Embedded software developer here, with very minimal professional hardware design experience. I mostly write nostdlib C, and never use malloc. I write peripheral drivers from scratch even if there’s an “SDK” for it. I spend almost 40% of my time reading documentation, 30% scribbling state machines, 15% writing code and 15% testing it on hardware. LLMs don’t help me much. I use them to write scripts for me to parse my stdout and find patterns. For breakfast, I fight EEs to prove their hardware doesn’t work. I have exploded hardware setups for the products I’m developing for on my desk. JLink is the favorite thing in my aresenal. Even the slightest latency on my text editor annoys the shit out of me, which is why I don’t use IDEs.

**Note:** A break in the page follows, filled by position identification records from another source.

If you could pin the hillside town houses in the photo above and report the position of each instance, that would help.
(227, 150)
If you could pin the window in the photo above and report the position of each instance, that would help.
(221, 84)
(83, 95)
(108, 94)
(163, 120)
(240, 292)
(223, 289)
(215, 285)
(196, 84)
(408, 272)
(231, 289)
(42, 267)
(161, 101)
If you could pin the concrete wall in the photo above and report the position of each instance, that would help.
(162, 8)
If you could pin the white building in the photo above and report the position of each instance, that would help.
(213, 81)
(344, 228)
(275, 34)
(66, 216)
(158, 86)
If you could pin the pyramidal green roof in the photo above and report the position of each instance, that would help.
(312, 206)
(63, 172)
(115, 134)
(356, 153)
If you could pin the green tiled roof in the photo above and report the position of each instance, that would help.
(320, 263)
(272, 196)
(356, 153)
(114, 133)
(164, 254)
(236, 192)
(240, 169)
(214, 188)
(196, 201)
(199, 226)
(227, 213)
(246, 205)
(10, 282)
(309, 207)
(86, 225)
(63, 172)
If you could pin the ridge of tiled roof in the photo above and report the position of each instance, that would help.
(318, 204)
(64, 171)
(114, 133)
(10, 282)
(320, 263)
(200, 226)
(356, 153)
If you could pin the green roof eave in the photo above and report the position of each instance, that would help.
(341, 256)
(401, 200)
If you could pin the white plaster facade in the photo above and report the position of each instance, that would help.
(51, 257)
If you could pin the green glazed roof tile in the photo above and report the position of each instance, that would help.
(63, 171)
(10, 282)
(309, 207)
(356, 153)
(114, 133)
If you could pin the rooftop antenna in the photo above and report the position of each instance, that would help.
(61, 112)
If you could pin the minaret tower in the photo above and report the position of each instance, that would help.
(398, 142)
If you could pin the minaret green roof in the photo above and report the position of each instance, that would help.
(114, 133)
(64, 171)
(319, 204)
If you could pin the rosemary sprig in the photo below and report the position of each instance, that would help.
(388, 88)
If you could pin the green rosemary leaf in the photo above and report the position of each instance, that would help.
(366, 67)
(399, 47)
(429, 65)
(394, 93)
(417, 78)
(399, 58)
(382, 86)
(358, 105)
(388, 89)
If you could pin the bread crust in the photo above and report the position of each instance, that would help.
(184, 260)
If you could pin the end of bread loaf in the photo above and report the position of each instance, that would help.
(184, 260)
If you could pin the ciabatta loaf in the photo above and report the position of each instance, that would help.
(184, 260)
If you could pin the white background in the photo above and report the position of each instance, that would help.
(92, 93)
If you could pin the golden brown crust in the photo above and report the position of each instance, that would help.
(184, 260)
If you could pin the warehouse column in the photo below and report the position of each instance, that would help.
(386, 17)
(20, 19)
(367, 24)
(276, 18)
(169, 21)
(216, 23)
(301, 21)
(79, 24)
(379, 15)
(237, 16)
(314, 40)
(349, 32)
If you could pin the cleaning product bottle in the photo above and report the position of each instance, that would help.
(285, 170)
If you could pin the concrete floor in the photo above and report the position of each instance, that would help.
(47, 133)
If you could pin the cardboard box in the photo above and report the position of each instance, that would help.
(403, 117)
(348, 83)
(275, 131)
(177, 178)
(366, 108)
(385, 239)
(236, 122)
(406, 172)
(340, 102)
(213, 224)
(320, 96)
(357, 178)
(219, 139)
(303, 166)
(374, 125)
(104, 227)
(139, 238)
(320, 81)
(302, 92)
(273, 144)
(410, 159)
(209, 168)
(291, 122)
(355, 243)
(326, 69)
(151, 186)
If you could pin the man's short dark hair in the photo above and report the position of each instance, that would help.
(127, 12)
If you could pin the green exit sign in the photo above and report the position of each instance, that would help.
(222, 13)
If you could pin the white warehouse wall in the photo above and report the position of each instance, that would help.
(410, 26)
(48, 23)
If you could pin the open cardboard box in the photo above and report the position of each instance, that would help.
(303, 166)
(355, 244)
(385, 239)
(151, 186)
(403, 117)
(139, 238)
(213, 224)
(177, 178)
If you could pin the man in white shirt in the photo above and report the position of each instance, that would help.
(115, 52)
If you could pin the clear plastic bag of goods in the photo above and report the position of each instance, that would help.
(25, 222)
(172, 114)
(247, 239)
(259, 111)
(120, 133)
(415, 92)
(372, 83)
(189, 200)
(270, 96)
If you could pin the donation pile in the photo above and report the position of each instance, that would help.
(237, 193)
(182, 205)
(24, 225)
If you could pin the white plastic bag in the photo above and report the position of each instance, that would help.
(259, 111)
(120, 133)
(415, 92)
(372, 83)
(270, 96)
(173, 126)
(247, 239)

I am working on fundraising and administration for a robotics venture. Very little work goes on engineering subjects at present, more often things like patent law, corporate administration, strategy, network build-out and the present penultimate goal fundraising for an aggressive scale go to market autonomous factory. However, the prior eight years have given me an amazing opportunity to study all manner of engineering subjects from mechanical to structural, electronic to electrical, production and fabrication through operations research, logistics and supply chain. I now have a very 'grass roots' view of venture administration, cross-disciplinary R&D and commercialization that is globally informed and very difficult to gain in any context. While significant yield remains at this stage speculative, nevertheless it is very interesting!
Currently rebuilding a VFX studio replacing Windows with Linux with a bespoke PXE system and then implementing a Data Vault to secure IP we receive from movie studios.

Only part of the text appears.